Yijingle Bells: Hiemal Solstice ’25
I report without weighting (much) that the same hexagram, Jing, has come up as the change three times (20.vi.24, 20/21.vi.25, and today) within the last eighteen months, and arisen each time out of a different present-situation substrate. As if repeated assaults with weaponized novelty on some reserve of civic, collective sentiment were iteratedly proving unable to inflect the target decisively. Huh.
Furthermore: Daguo has in some substantial measure broken my siege against even the most primally deep-culture gendering in Yijing through the integrality of the formal symmetry between the second line’s completely, baldly procreative slant (“shoots”) and the elegiac tenor (“flowers”) of the fifth’s, which, rarely, seems to adduce a parity, and one observed with the ghost of some affection, in desire in its axial manifestations male/female : gerontic/hebemorphic, howsobeit within a less than equitable frame as regards the woman. Thus, to rectify (ahem) the balances upset by the lights of my presumptuous and thoroughgoingly dastardly woke accounting, I have been obliged to resort to naked editorializing. Canon Legge would approve of none of it.
In Statu Quo
Daguo/Preponderance of the Great
suggests to us a beam that is weak. There will be advantage in moving in any direction whatever; there will be success.
The bipartite first shows one placing white mats of bai mao gen under things set on the ground. There will be no error.
The unitary second shows a decayed willow producing shoots, or an old husband in possession of a young wife. It is to be imputed from this that there will be advantage in every way.
The unitary third shows a beam that is weak. There will be evil.
The unitary fourth shows a beam curving upwards. There will be good fortune. To look to other will give cause for regret.
The unitary fifth shows a decayed willow producing flowers, or an old wife in possession of her young husband. It is supposed there will be occasion neither for blame nor for praise.
The bipartite sixth shows its subject striding extraordinarily through a stream, till the water hides the crown of that one’s head. There will be evil, but no ground for blame.
Mutatio
Jing/The Well
figures how a town may be changed, while its wells undergo no change, never disappear and never receive increase. And those who come and those who go can draw and enjoy the benefit. That nearly accomplished but — before the rope has quite reached the water — the bucket broken: this is evil.

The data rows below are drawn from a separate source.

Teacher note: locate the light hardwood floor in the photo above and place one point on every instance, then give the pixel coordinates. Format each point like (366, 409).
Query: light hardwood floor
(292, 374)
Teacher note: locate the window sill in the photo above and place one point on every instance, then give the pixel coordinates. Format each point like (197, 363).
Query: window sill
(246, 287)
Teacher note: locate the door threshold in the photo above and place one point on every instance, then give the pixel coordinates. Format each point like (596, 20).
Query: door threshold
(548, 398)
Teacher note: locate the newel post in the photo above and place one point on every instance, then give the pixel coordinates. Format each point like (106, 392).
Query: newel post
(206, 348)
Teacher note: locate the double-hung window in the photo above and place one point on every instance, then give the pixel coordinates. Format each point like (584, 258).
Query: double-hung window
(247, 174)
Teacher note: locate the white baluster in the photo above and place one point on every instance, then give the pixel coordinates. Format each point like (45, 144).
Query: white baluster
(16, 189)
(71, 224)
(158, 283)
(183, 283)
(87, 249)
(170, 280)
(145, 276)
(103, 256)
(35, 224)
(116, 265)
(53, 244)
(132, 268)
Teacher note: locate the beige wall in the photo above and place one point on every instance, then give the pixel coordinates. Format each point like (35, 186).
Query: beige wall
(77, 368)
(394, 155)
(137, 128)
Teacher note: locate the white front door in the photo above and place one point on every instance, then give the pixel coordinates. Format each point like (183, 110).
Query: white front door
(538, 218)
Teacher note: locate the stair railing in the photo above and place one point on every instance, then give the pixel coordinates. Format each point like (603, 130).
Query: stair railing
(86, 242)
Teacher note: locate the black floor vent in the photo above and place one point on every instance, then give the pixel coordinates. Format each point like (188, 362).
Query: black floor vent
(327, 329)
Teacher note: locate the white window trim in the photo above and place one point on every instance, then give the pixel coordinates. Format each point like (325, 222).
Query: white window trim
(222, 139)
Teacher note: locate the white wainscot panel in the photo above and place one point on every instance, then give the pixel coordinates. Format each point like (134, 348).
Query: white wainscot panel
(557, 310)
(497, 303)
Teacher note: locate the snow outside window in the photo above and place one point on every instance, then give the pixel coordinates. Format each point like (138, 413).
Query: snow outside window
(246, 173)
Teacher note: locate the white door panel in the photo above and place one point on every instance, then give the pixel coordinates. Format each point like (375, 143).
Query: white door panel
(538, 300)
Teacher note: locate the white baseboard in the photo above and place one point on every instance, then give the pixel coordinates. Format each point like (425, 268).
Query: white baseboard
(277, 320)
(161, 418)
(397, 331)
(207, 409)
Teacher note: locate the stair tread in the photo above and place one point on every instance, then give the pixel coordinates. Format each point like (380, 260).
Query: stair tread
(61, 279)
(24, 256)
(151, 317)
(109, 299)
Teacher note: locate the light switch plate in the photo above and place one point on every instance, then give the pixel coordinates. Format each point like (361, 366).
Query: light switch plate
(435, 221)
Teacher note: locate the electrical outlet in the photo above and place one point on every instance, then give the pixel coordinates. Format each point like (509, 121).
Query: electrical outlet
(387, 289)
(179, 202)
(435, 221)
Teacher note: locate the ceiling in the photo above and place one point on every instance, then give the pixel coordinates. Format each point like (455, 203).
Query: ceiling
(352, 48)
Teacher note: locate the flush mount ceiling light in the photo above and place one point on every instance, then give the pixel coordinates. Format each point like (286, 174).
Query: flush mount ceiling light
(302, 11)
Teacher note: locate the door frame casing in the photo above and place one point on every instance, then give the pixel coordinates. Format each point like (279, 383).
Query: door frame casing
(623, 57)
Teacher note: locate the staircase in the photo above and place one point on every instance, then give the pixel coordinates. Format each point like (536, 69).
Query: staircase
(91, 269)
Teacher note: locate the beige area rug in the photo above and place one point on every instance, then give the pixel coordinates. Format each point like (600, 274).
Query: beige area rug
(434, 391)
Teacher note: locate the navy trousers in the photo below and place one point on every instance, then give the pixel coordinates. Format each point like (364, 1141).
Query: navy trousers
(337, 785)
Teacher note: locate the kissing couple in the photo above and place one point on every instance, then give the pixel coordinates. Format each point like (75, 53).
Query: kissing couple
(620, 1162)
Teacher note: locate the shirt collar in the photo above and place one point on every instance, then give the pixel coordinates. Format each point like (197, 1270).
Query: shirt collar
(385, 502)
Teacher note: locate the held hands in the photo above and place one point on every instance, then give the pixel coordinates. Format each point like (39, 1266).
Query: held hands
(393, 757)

The bipartite first shows a well so muddy that none will drink of it; or an old well to which neither birds nor et cætera resort.

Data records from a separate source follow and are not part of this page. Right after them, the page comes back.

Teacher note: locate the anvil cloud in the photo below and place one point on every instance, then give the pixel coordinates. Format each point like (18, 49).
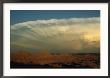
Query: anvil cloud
(77, 35)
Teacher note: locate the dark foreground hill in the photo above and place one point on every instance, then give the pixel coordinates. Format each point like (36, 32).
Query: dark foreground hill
(49, 60)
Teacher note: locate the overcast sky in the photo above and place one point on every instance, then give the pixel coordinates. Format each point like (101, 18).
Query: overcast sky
(55, 31)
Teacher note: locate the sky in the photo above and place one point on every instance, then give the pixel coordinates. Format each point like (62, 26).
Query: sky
(17, 16)
(55, 31)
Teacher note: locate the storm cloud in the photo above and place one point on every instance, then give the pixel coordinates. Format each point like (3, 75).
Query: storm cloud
(77, 35)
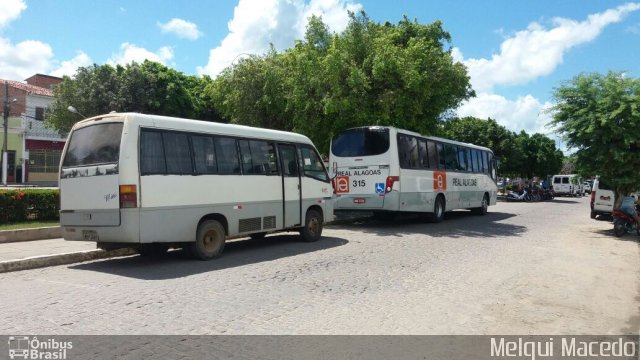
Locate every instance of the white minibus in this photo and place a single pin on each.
(387, 170)
(154, 182)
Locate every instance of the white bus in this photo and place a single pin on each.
(154, 182)
(388, 170)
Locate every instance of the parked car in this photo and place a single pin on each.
(602, 200)
(569, 185)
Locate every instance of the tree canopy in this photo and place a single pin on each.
(520, 154)
(599, 116)
(370, 74)
(149, 87)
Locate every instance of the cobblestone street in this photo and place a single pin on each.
(525, 268)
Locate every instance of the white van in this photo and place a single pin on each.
(602, 199)
(569, 185)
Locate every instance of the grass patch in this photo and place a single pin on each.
(29, 225)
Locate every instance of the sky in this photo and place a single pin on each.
(516, 52)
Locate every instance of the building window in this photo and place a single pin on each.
(44, 161)
(40, 113)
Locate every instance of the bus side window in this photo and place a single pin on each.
(262, 152)
(451, 158)
(227, 156)
(288, 160)
(442, 163)
(474, 160)
(485, 162)
(404, 151)
(204, 155)
(462, 158)
(312, 164)
(177, 153)
(152, 153)
(433, 154)
(246, 157)
(424, 154)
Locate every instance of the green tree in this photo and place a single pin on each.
(599, 116)
(370, 74)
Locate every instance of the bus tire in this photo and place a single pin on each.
(152, 250)
(438, 209)
(312, 230)
(209, 242)
(484, 207)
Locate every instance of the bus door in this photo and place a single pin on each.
(290, 185)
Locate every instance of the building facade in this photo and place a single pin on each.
(33, 151)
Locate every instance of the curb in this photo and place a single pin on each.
(61, 259)
(7, 236)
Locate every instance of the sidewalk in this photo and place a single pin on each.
(23, 255)
(28, 249)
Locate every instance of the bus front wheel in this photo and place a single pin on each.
(209, 240)
(312, 230)
(484, 207)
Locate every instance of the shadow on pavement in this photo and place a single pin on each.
(631, 236)
(237, 253)
(457, 224)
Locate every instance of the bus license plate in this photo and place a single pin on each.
(89, 235)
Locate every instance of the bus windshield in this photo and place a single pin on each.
(95, 144)
(361, 142)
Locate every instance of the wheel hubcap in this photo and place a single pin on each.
(314, 225)
(210, 241)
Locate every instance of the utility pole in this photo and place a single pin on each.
(6, 129)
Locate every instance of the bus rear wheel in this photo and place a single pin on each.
(312, 230)
(484, 207)
(209, 242)
(438, 209)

The unitary second shows a well from which by a hole the water escapes and flows away to the shrimps, or one the water of which leaks away from a broken basket.

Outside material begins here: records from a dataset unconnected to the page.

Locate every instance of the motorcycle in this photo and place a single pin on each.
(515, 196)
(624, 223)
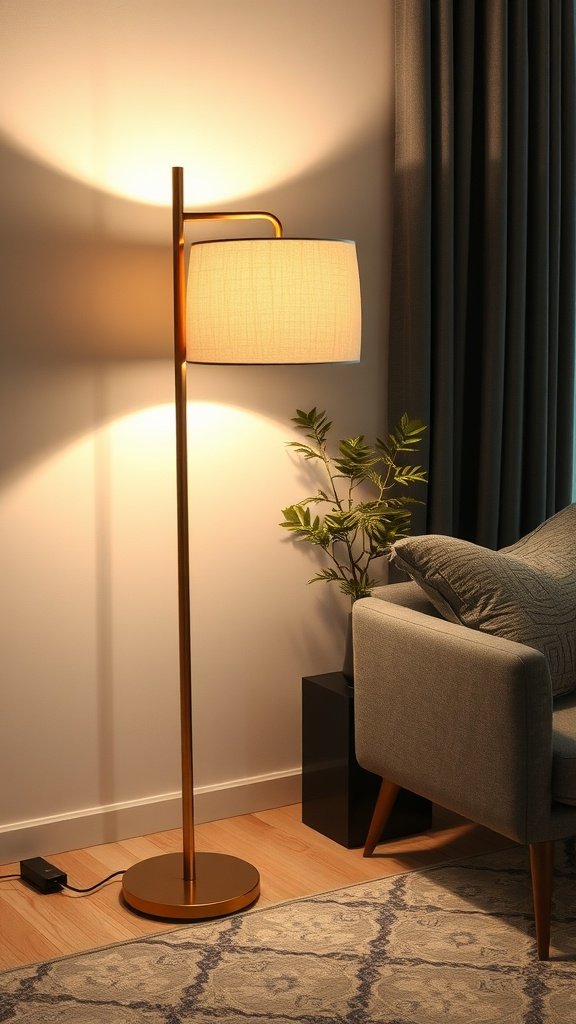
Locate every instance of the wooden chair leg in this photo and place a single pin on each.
(384, 803)
(542, 869)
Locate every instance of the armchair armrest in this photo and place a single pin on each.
(455, 715)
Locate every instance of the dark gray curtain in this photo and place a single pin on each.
(484, 271)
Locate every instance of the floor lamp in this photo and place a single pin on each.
(248, 301)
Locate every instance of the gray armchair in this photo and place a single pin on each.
(467, 720)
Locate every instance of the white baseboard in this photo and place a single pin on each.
(93, 825)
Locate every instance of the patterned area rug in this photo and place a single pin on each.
(452, 944)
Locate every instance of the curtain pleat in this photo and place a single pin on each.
(484, 271)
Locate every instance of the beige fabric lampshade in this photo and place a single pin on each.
(273, 300)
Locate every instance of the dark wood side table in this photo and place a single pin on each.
(338, 796)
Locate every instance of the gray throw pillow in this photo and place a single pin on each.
(526, 592)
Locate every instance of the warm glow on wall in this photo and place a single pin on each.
(241, 95)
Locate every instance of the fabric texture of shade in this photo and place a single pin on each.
(273, 301)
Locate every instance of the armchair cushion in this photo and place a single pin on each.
(526, 592)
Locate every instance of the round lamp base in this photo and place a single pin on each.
(222, 885)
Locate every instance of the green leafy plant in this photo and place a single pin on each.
(365, 492)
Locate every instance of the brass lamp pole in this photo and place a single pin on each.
(191, 885)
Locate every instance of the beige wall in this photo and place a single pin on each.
(284, 104)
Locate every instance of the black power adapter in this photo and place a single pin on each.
(42, 876)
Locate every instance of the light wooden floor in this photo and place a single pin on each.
(293, 861)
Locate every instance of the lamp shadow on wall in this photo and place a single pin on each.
(86, 286)
(87, 308)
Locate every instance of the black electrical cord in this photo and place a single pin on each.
(90, 889)
(65, 885)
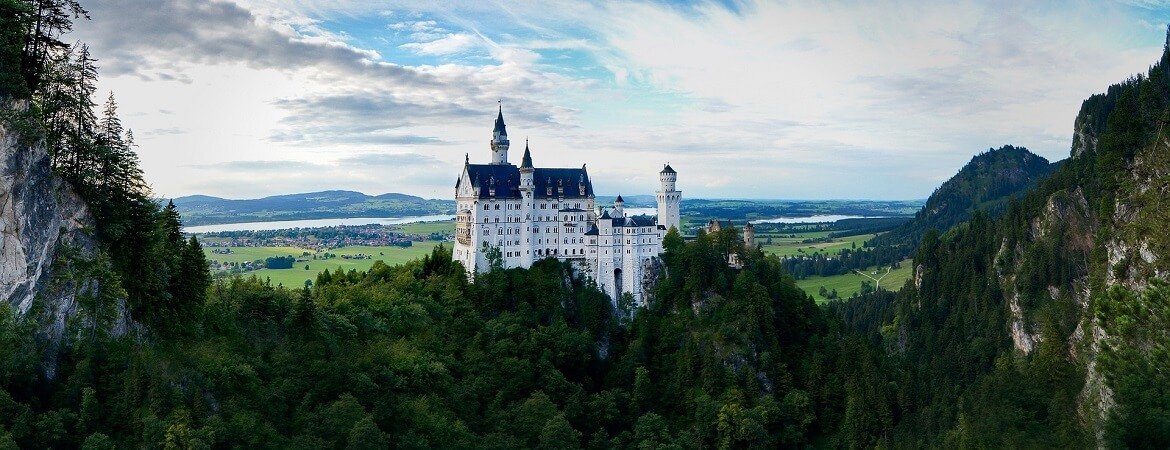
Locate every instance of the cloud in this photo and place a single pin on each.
(451, 43)
(775, 99)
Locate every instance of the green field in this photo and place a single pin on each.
(296, 276)
(425, 228)
(792, 246)
(846, 285)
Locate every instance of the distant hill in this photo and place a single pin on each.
(204, 209)
(988, 182)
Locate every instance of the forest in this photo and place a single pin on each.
(415, 355)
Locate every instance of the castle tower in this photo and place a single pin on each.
(668, 199)
(500, 139)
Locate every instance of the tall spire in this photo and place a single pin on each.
(500, 120)
(527, 161)
(500, 139)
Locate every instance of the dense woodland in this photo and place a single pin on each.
(417, 357)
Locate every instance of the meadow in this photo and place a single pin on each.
(296, 276)
(783, 246)
(848, 284)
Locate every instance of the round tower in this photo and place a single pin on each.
(668, 199)
(500, 139)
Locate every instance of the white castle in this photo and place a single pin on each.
(530, 213)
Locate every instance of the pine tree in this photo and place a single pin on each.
(14, 19)
(49, 20)
(193, 275)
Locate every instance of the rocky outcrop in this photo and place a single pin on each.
(46, 240)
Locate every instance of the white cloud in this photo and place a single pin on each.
(448, 45)
(833, 99)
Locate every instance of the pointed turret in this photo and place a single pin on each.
(669, 199)
(527, 161)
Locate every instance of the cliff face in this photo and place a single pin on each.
(46, 246)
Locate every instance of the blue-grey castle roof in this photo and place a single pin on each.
(506, 179)
(500, 122)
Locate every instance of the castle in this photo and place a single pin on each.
(524, 214)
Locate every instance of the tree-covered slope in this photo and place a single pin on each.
(988, 182)
(1044, 326)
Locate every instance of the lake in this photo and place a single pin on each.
(315, 223)
(812, 219)
(360, 221)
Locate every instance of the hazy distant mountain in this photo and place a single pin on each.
(204, 209)
(988, 182)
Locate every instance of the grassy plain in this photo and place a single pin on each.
(793, 246)
(296, 276)
(425, 228)
(848, 284)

The unitary third shows a well cleared out but not used. Our hearts are sorry for this, for the water might be drawn out and used. If the ruler were intelligent, all might receive the benefit of it.
The bipartite fourth shows a well, the lining of which is well laid. There will be no error.
The unitary fifth shows a clear, limpid well, its cold spring drunk from.
The bipartite sixth shows the well welling to the top, which is not allowed to be covered. This suggests the idea of sincerity. There will be great good fortune.